For this reason, some fretted instruments have a compensated nut. It is a common misconception that moving the nut can not affect a fretted note, since the nut is behind the vibrating portion of the string, but since the cause of the error is the stretching of the string, moving the nut does indeed affect the amount of stretching and so the fretted frequency.

This type of nut provides better average intonation across the instrument, although this improved accuracy may be below the threshold of human ability to hear it and may also be below the threshold of uncontrollable note-to-note intonation variability. A compensated nut aims to correct this, by staggering the starting position of each string according to string mass, tension, action, relief, etc. Some nut compensation systems are approximate but create a noticeable difference in tuning within chords. For example, acoustic guitars have historically moved the nut a small uniform amount, which significantly improves intonation. Some guitar companies, such as Music Man, and ESP, include compensated nuts as standard on most of their instruments, and companies such as Earvana provide retrofittable types. Some systems create nearly perfect compensation, having but a small error (less than 1 cent) only on the first fret, and errors on the other frets of zero. This is also the goal of the true temperament fretboard.

Another type is a locking nut. This nut—usually used in conjunction with a locking vibrato system such as a Floyd Rose or Kahler—clamps the strings against the nut. This improves tuning stability when using the vibrato bar. A drawback however, is that the locking nut must be loosened using an Allen wrench to tune outside the range of the fine tuners on the bridge (if present).

The erhu does not use a hard nut to define the vibrating length of the open string, but rather a qiān jin (千斤), a loop of string, or, less commonly, a metal hook.

Some guitars have a rolling nut.
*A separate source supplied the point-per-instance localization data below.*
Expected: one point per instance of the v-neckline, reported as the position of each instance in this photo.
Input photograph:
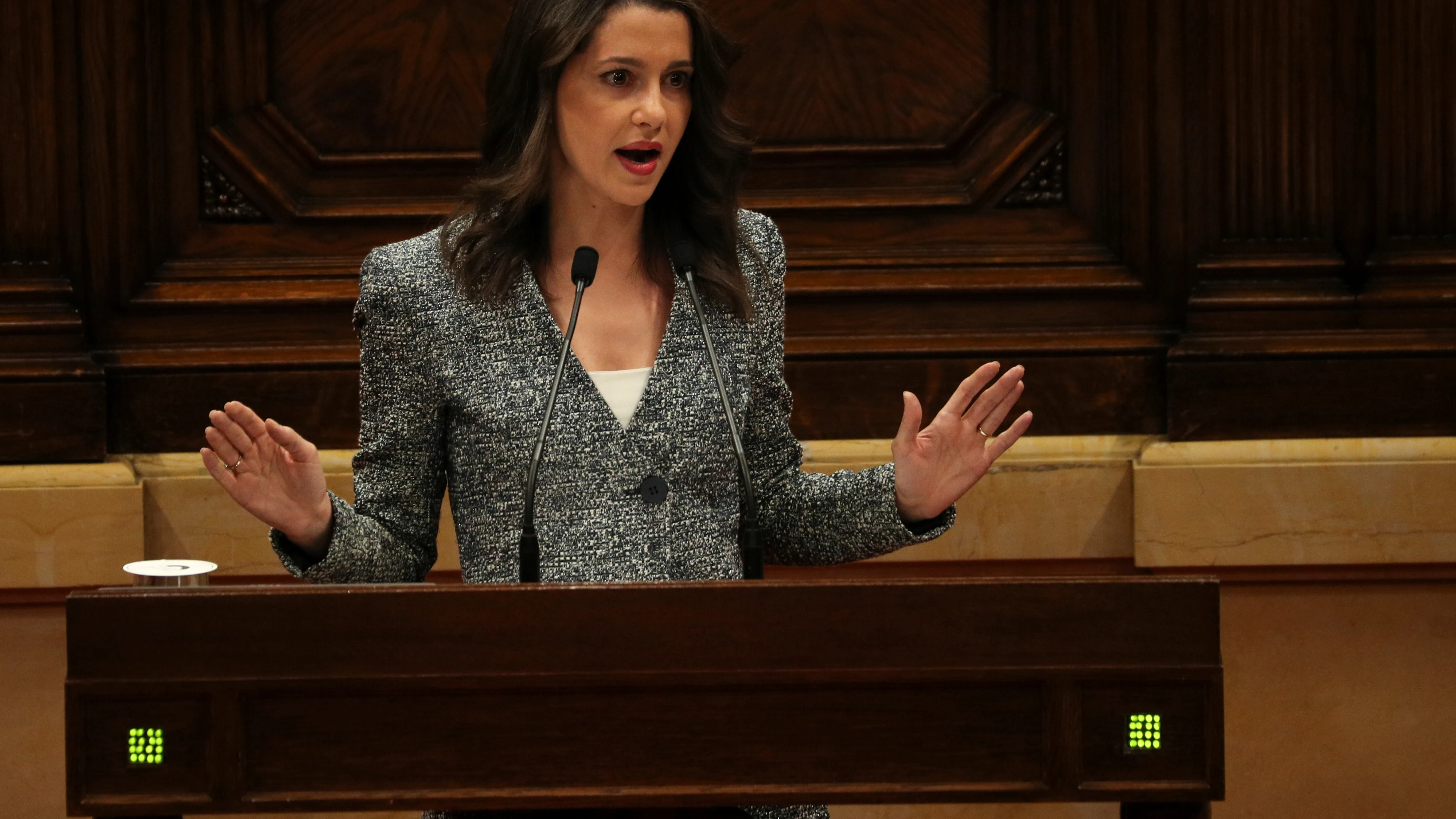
(580, 372)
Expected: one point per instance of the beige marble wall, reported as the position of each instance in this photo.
(69, 525)
(190, 516)
(1168, 505)
(1047, 498)
(1296, 502)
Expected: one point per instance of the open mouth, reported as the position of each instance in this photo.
(638, 156)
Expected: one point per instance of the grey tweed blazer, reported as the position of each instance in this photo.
(453, 393)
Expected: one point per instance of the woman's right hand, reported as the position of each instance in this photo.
(273, 473)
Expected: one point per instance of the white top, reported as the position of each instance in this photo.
(622, 390)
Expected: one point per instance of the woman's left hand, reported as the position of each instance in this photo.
(940, 464)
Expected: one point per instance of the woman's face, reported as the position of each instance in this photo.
(624, 101)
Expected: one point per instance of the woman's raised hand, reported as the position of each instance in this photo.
(273, 473)
(940, 464)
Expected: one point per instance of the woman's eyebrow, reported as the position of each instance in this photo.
(637, 63)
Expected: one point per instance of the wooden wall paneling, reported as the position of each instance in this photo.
(1324, 127)
(245, 156)
(967, 280)
(1050, 180)
(51, 391)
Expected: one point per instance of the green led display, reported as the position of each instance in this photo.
(1145, 732)
(145, 747)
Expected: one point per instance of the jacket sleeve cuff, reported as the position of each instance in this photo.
(303, 565)
(909, 533)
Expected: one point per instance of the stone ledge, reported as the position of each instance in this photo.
(1296, 503)
(1167, 506)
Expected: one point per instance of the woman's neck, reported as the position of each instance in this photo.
(580, 216)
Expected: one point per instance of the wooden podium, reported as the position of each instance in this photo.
(272, 699)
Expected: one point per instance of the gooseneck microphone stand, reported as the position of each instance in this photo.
(750, 535)
(583, 272)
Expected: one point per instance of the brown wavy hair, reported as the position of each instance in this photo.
(503, 222)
In this design, made popular by Fender, the strings sit on roller bearings instead of nut slots. The rollers let the string freely slide or roll through the nut. The roller nut helps keep the guitar in tune by preventing the strings from getting stuck in the nut.

==Keyboard instruments==
The term "nut" also refers to bridges on certain keyboard instruments. On harpsichords, it designates the non-sounding bridge located near the tuning pins away from the player. On virginals, the term usually designates the bridge on the left side, away from the tuning pins. The term is not always applied consistently.